Elle hocha doucement la tête, avalant sa salive et ses sanglots pendant qu'Edgar glissait ses mains sous sa veste pour la lui retirer. Cette dernière tomba sur le sol et laissa le corps de la jeune femme à demi nu. Sa peau semblait si douce et sensuelle, elle ne portait alors que son collier, quelques bracelets et ce bout de tissu qui masquait encore ses tétons et une partie de sa poitrine. Venait s’ajouter à ça quelques cicatrises sur son corps mais qui ne gâchait en rien sa beauté.

  Edgar semblait ravi du trésor qu’il avait débusqué par hasard. Il s’installa au sol et invita la jeune femme à le rejoindre avant de déboutonner son pantalon. Il l’allongea par terre, glissa une main sur sa gorge, descendant lentement sur sa clavicule : sa peau était en effet très douce. Une sucrerie dans cet enfer, c’est ce qu’elle lui inspirait. Il l’embrassa sans prévenir, lui mordillant la lèvre pour lui faire comprendre qu’elle devait lui rendre son baiser. Sa main continua son chemin, arrachant le tissu sur sa poitrine pour mieux la prendre en main. Il releva la tête pour regarder un instant sa poitrine, profiter de la vue sur son trophée. Satisfait de ce qu’il voyait : une paire de seins bien ferme et rebondie, il l’embrassa de nouveau.

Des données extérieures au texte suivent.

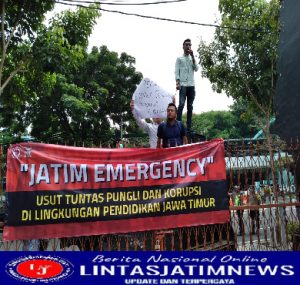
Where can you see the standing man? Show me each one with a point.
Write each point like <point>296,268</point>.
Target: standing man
<point>149,128</point>
<point>184,74</point>
<point>171,133</point>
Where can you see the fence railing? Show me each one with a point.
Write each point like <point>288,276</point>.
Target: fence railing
<point>273,224</point>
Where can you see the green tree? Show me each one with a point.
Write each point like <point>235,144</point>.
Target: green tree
<point>20,20</point>
<point>68,94</point>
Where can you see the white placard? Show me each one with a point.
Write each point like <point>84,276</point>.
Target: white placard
<point>150,100</point>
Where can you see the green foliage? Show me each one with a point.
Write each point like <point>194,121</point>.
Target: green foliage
<point>20,21</point>
<point>67,94</point>
<point>241,60</point>
<point>224,124</point>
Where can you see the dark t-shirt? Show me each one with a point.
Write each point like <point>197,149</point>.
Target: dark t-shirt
<point>172,135</point>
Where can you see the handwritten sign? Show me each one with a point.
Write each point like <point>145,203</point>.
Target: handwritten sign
<point>150,100</point>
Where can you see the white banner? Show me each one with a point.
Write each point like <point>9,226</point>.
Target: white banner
<point>150,100</point>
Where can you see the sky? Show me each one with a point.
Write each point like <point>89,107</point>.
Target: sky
<point>156,44</point>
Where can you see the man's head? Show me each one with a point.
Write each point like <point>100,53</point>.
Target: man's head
<point>187,46</point>
<point>171,112</point>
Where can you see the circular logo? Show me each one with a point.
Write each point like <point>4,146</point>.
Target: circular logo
<point>39,268</point>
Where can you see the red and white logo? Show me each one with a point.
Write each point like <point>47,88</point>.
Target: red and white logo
<point>39,268</point>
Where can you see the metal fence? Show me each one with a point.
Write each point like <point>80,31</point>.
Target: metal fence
<point>273,224</point>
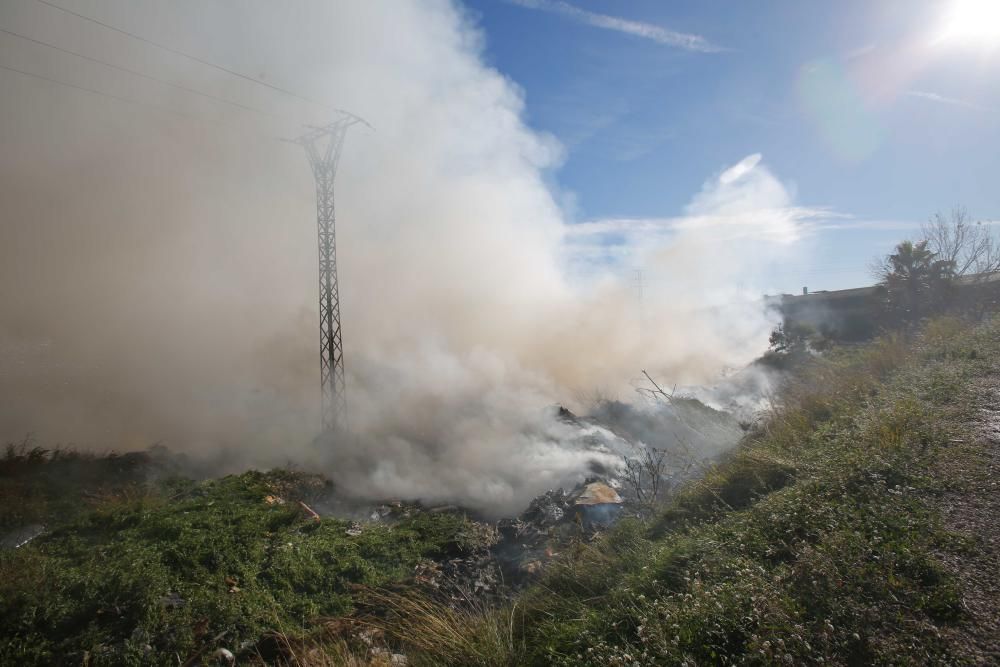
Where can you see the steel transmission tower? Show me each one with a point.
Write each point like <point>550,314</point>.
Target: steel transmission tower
<point>323,146</point>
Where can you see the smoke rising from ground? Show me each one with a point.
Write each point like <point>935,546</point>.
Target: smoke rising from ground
<point>157,271</point>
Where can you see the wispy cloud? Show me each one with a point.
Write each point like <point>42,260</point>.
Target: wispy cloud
<point>934,97</point>
<point>648,31</point>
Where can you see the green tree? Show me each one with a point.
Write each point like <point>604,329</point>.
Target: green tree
<point>914,281</point>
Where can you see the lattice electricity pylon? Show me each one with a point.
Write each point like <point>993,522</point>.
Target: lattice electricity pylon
<point>323,146</point>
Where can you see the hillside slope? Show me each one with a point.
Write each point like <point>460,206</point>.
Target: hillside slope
<point>856,526</point>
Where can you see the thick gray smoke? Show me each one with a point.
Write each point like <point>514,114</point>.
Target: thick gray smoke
<point>157,270</point>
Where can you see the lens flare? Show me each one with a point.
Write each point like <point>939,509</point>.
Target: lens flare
<point>972,21</point>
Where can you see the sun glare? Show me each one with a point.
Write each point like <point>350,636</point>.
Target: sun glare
<point>972,21</point>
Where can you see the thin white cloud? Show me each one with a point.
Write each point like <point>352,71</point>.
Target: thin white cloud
<point>934,97</point>
<point>648,31</point>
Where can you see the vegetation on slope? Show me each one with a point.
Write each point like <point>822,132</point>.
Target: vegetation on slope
<point>819,540</point>
<point>153,575</point>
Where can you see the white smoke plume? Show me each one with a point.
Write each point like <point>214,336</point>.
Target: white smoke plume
<point>157,271</point>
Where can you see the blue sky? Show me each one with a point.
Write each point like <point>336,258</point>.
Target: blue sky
<point>856,107</point>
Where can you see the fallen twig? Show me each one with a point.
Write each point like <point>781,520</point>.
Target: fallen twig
<point>310,512</point>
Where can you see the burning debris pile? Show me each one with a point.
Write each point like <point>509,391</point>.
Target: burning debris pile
<point>179,554</point>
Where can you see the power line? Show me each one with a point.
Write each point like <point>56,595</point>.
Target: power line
<point>187,55</point>
<point>102,93</point>
<point>139,74</point>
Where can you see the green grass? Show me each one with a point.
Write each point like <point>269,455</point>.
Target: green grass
<point>147,578</point>
<point>814,542</point>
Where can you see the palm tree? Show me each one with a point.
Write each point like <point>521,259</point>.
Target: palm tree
<point>915,281</point>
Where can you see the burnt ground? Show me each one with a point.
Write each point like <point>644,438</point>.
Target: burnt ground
<point>971,509</point>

  Joshua poussa un soupir, assis près du feu. Il but une gorgée de vin tout en observant avec timidité le spectacle. Il trouvait la jeune femme attirante et commençait même à avoir envie de participer. Ce qu’il pourrait faire une fois qu'Edgar aurait terminé sa besogne.

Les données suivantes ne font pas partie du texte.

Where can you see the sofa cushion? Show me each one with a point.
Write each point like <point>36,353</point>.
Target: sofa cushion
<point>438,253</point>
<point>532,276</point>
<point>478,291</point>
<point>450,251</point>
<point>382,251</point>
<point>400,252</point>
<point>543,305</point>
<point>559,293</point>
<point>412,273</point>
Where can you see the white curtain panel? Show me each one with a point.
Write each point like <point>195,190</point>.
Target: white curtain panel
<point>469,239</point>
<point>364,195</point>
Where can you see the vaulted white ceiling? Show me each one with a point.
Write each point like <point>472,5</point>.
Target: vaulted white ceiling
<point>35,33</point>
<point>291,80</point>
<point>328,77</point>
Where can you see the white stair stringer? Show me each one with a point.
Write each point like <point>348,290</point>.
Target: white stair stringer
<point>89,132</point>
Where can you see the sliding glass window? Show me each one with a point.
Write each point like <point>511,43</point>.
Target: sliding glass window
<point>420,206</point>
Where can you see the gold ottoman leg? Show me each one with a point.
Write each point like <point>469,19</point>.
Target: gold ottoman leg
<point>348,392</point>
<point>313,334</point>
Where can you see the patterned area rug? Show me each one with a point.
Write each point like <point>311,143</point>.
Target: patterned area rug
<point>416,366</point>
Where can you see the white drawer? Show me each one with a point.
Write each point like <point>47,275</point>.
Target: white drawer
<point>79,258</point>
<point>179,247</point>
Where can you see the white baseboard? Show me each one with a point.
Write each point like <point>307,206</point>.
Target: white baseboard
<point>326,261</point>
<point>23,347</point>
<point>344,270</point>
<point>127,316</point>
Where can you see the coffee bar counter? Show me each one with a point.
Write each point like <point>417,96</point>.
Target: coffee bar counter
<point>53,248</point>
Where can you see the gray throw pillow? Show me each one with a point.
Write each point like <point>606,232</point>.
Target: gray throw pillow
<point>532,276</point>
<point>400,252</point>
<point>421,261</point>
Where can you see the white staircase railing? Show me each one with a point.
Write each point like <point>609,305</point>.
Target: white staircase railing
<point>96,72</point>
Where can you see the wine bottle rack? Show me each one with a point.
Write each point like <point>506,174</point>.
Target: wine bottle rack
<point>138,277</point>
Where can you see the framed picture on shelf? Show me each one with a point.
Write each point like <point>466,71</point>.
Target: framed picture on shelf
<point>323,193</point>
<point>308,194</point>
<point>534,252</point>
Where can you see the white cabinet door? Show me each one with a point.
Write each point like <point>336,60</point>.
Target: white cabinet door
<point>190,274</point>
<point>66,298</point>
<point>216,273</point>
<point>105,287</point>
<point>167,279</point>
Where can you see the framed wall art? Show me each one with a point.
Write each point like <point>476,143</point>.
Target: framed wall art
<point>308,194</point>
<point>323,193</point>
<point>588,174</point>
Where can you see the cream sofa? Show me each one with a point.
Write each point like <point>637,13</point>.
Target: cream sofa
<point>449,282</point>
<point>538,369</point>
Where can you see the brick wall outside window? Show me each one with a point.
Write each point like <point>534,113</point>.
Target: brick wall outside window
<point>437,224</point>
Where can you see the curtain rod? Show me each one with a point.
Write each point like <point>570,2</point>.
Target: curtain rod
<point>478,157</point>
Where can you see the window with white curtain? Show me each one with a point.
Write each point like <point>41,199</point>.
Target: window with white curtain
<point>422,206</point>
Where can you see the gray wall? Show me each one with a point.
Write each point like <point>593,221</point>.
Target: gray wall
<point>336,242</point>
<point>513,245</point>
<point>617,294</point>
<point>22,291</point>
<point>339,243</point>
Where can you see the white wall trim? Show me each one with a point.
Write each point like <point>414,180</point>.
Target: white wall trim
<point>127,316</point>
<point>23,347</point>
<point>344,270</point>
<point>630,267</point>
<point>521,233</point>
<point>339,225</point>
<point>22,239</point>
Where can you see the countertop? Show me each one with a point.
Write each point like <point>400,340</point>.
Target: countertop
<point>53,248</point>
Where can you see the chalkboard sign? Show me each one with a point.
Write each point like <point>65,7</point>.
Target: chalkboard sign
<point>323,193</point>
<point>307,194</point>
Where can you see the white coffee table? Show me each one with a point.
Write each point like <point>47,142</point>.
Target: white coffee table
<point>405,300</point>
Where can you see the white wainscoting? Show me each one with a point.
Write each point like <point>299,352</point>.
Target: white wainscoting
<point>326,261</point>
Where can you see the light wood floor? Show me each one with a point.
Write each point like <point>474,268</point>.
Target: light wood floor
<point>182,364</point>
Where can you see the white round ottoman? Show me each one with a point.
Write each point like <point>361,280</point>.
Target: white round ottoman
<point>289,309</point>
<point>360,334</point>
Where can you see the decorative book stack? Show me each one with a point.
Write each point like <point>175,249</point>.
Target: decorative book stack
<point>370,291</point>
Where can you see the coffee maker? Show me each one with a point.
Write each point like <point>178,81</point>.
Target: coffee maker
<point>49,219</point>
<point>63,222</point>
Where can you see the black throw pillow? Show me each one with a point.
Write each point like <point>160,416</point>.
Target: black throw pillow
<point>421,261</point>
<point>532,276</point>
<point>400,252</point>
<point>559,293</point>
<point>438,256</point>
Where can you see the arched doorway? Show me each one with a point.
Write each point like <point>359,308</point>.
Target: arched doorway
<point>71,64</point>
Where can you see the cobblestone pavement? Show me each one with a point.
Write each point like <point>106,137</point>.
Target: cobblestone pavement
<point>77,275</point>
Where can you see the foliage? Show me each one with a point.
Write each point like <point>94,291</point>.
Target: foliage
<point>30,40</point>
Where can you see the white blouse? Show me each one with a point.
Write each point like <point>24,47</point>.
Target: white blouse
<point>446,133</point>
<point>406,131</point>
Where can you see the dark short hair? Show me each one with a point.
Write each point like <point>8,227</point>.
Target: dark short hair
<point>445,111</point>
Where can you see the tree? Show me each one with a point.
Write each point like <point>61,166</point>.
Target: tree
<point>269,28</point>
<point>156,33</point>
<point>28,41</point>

  Les mains du récupérateur se promenaient sur le corps de la sauvageonne. L’une passait langoureusement sur sa cuisse, remontant doucement vers son entrejambe. Edgar avait le souffle saccadé par le désir. La jeune femme le repoussa alors doucement en lui faisant un sourire timide, il la fixa d'abord avec colère, prêt à lui coller une gifle pour qu'elle reste docile, mais il comprit : elle l’invitait à se coucher sur le dos. Une fois allongé, elle lui grimpa dessus et passa ses mains sur son torse, relevant son haut pour être en contact avec sa peau. Elle posa ses lèvres sur sa clavicule pour descendre ensuite, mordillant l’un de ses tétons alors que sa main glissa dans le pantalon du récupérateur.

  Edgar était au paradis, il souriait bêtement et sentait que la nuit allait être bien plus agréable que ce qu’il avait espéré. La demoiselle releva rapidement la tête, plongeant son regard dans le sien pour lui offrir un sourire. Il se noyait dans ses émeraudes, ne pensant alors qu'à elle, qu'à ce qu'il comptait lui faire. Elle le possédait de tout son être, il la désirait ardemment. La sauvageonne approcha lentement ses lèvres des siennes, déposant son souffle sur sa peau, il fut pris de frisson, agacé de ces préliminaires, il en voulait plus !

  Il releva la tête pour l’embrasser mais elle recula rapidement, ce qui le frustra. Les doigts de la jeune femme étaient ressortis du pantalon, glissant à nouveau sur son torse. Il tenta d'attraper ses lèvres de nouveau mais quelque chose fit pression sur ses côtes, provoquant une gêne qui se transforma en douleur.

  Avant de comprendre ce que ça pouvait être, la lame s’enfonça en lui, perforant son poumon. La jeune femme posa sa main libre sur la bouche de l’homme lui soufflant de ne pas faire de bruit avant d’approcher son visage. Joshua observait la femme à califourchon sur son compagnon, il commençait à avoir du mal à rester assis, son entrejambe le démangeait. Il avait hâte qu’il en termine pour prendre sa place.

   C’est alors que la jeune femme se releva d'un coup, balançant ses cheveux en arrière avec élégance pour ne plus les avoir dans le visage. Joshua pensa alors que c'était chose faite : son collègue la prenait enfin ! Mais le regard de son compagnon était étrange, comme vide. Ce fut alors comme une douche froide se déversant dans les entrailles du guide. Edgar gisait sur le sol : son couteau enfoncé en plein cœur, baignant dans son propre sang : mort.